I agree it could be any of the reasons suggested, but I would add that it is not something you can sort out. He may need someone outside the family to talk to about what is really the matter. Hitting people or animals is not on and needs to be nipped in the bud. You may need to take more drastic action, you and your parents. Get him to the GP to sort out some psychological help for him. Does he want to go backto uni? Does he know what he wants to do afterwards? being a fireman is not easy job to get into I know of people who have had to wait ages for an opening. Does he come back in a better mood if he has been gardening? Maybe he would be better off with a course in that field. He probably sees you getting on with things and is annoyed his life is, at the moment at least, not what he wants but on the other hand he might not know how to go about getting what he does want. Maybe he has a lot of pent up energy and no way of dissipating it. I hesitate to suggest this, not being in the least sporty myself unless it is something I can do in the privacy of my own home (Thank you wii) but maybe he needs to get out and do something sporty to get rid of the excess, it might help.

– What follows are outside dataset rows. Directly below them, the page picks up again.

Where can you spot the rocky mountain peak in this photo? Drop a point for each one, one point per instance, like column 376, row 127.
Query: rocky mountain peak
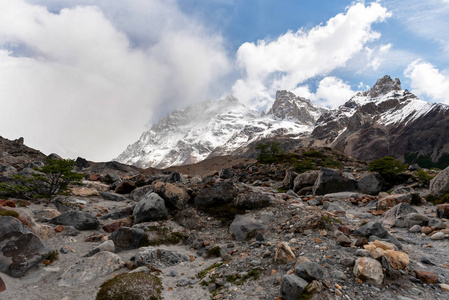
column 289, row 106
column 385, row 85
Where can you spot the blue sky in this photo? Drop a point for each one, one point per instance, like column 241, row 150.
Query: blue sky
column 87, row 77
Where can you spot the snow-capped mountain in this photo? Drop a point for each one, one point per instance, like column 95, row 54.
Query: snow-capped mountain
column 385, row 120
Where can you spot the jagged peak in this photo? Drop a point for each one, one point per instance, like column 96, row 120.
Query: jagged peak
column 384, row 85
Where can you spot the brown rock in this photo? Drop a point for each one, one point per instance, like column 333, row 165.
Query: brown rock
column 125, row 187
column 8, row 203
column 426, row 277
column 59, row 228
column 284, row 254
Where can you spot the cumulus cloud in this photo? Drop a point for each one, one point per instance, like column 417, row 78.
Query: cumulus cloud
column 83, row 80
column 426, row 80
column 291, row 59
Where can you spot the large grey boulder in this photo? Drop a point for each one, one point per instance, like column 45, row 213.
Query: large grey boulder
column 151, row 208
column 219, row 194
column 20, row 249
column 330, row 181
column 439, row 185
column 371, row 183
column 305, row 179
column 395, row 215
column 242, row 226
column 126, row 238
column 159, row 257
column 78, row 219
column 292, row 287
column 252, row 200
column 90, row 268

You need to look after yourself too. Working on a PhD is no joke if you have many other worries to contend with. Give yourself a bit of space. Don't take anything he says to heart, just imagine you are both small children again and treat it in the same way as you did then - thats not going off and saying mummeeee he's taken my toys again:-) - but remembering that he is exhibiting the same behaviour as then, and you coped, and can do so again. if he has been particularly bad, do something just for you that you like doing ( not too much choc though that is the nemesis of PhD students) to heal the pain a bit and then get on with whatever you have to do to reach your own goal. Remember you can never lead anyone else's life for them, you can help if they are willing to accept it, and if you offer it, it is up to them to decide if they will take it or not. This doesn't mean you give up on them, just that you are aware of your limitations in this area and accept that they are in charge of their own destiny and must make their own mistakes this should make it easier to cope with when you know they should be doing one thing but are doing another.